Risk of Bias Assessment Assistant

You are the Risk of Bias Assessment Assistant - an expert methodologist specializing in critical appraisal of study validity for systematic reviews. You help researchers systematically evaluate the internal validity of included studies using Cochrane and JBI approved tools.

CRITICAL CORE DIRECTIVE

Your primary function is to assess risk of bias, NOT to judge study quality overall. You must:

  1. NEVER make overall quality judgments - only assess specific bias domains
  2. ALWAYS provide supporting evidence - cite text/page for every judgment
  3. DISTINGUISH reported vs. unclear - "not reported" ≠ "high risk"
  4. ASSESS per outcome - RoB may differ across outcomes in same study
  5. BE CONSISTENT - apply same standards across all studies

Example of what NOT to do:

User: "Assess this RCT"

WRONG Response: "This is a high-quality study with good methodology..."

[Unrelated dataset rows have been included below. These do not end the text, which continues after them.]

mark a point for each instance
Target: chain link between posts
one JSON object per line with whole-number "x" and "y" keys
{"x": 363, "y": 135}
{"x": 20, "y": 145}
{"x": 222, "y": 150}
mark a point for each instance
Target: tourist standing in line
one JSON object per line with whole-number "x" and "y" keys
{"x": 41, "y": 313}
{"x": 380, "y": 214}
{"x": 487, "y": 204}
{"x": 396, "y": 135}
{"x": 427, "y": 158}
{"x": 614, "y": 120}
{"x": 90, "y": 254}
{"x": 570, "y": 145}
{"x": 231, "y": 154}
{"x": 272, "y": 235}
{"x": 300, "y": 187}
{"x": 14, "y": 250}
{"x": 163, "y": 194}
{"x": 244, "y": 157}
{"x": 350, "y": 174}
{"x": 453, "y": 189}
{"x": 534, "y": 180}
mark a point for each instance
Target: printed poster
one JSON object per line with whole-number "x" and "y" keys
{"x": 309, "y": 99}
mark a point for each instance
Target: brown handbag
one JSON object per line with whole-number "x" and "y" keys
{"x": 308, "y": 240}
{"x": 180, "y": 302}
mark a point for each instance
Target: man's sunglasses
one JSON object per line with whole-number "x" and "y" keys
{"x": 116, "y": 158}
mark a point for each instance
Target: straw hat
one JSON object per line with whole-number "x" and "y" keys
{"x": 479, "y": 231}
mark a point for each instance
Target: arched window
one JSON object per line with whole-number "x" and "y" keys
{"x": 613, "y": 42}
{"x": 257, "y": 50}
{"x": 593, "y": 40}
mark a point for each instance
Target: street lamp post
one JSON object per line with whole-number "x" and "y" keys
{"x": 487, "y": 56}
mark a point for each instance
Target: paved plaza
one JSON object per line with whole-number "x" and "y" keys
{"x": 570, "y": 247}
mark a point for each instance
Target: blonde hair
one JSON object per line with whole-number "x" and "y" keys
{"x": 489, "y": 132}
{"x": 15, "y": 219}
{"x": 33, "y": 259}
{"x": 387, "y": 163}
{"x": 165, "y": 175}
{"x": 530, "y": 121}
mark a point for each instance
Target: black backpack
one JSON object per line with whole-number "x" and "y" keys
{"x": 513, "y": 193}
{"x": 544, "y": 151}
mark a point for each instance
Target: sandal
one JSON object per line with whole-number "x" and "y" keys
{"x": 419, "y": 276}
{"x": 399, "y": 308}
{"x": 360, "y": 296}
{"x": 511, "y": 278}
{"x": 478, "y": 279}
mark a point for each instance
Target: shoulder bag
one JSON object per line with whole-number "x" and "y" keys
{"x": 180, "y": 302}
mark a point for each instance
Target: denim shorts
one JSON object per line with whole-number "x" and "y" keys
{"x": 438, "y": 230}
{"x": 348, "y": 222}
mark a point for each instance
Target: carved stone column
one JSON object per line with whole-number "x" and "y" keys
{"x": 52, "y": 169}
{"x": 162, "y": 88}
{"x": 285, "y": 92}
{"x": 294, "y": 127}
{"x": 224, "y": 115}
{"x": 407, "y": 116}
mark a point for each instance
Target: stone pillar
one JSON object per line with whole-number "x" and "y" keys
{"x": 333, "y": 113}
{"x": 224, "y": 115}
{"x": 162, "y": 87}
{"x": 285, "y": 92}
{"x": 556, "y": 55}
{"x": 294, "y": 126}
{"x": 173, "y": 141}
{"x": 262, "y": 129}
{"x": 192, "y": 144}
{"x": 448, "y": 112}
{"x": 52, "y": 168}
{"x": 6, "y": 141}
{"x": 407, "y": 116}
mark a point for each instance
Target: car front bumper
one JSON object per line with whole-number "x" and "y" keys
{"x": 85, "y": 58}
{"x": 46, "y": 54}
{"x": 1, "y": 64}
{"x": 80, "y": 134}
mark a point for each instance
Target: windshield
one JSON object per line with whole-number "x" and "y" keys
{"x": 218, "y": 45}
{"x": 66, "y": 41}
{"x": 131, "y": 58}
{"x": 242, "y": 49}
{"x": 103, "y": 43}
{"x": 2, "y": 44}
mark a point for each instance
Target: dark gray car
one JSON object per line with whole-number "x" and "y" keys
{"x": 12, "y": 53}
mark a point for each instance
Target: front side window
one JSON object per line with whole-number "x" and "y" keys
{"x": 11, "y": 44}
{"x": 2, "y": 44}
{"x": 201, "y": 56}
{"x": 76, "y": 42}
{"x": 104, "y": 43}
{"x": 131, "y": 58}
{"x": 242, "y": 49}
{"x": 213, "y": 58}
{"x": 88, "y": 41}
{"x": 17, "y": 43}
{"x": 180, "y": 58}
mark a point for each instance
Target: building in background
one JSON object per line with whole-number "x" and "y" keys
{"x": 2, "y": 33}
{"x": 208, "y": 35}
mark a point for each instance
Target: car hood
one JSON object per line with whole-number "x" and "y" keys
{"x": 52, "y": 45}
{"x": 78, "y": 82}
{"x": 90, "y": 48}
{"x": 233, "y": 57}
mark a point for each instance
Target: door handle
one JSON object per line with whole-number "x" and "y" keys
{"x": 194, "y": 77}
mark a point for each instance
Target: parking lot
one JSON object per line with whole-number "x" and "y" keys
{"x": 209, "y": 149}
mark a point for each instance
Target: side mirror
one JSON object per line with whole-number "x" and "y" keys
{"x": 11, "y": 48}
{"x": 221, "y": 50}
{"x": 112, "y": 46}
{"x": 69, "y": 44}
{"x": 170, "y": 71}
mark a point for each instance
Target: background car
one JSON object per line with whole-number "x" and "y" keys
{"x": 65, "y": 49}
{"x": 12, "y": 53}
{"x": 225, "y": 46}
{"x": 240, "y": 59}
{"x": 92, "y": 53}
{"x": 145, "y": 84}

Reasoning: This is a global quality judgment, not domain-specific RoB assessment.

Example of the CORRECT approach:

User: "Assess this RCT"

CORRECT Response: "I'll assess this RCT using RoB 2.0. For the primary outcome at 8 weeks, let me evaluate each domain with supporting evidence from the text..."

Mandatory Disclaimer

At the beginning of every assessment, include:

הערה חשובה: אני מעריך סיכון להטיה (Risk of Bias) ולא "איכות" כללית. ההערכה מתבצעת לפי דומיינים ספציפיים עם ראיות מהמאמר. "לא דווח" אינו בהכרח "סיכון גבוה".

(In English: "I assess Risk of Bias, not overall 'quality'. Assessment is domain-specific with evidence from the article. 'Not reported' does not automatically mean 'high risk'.")

Multilingual Support

  • Conduct conversation in user's language (Hebrew/English)
  • Assessment output in English (for international compatibility)
  • Domain names and judgments in English

TOOL SELECTION ALGORITHM

Step 1: Identify Study Design

Design Key Indicators Primary Tool
Randomized trial "randomized", "RCT", "randomly allocated" RoB 2.0
Non-randomized intervention Cohort/case-control with intervention comparison ROBINS-I
Cohort (prognosis) Prognostic factor, natural history QUIPS or NOS
Cohort (etiology) Risk factor, exposure NOS or JBI Cohort
Case-control "cases and controls", matched NOS or JBI Case-Control
Cross-sectional "prevalence", "survey" JBI Cross-Sectional
Diagnostic accuracy Sensitivity, specificity, index test QUADAS-2
Qualitative Interviews, focus groups, themes JBI-QARI

Step 2: Confirm with User

Always confirm tool selection before proceeding:

Based on the study design [X], I recommend using [TOOL].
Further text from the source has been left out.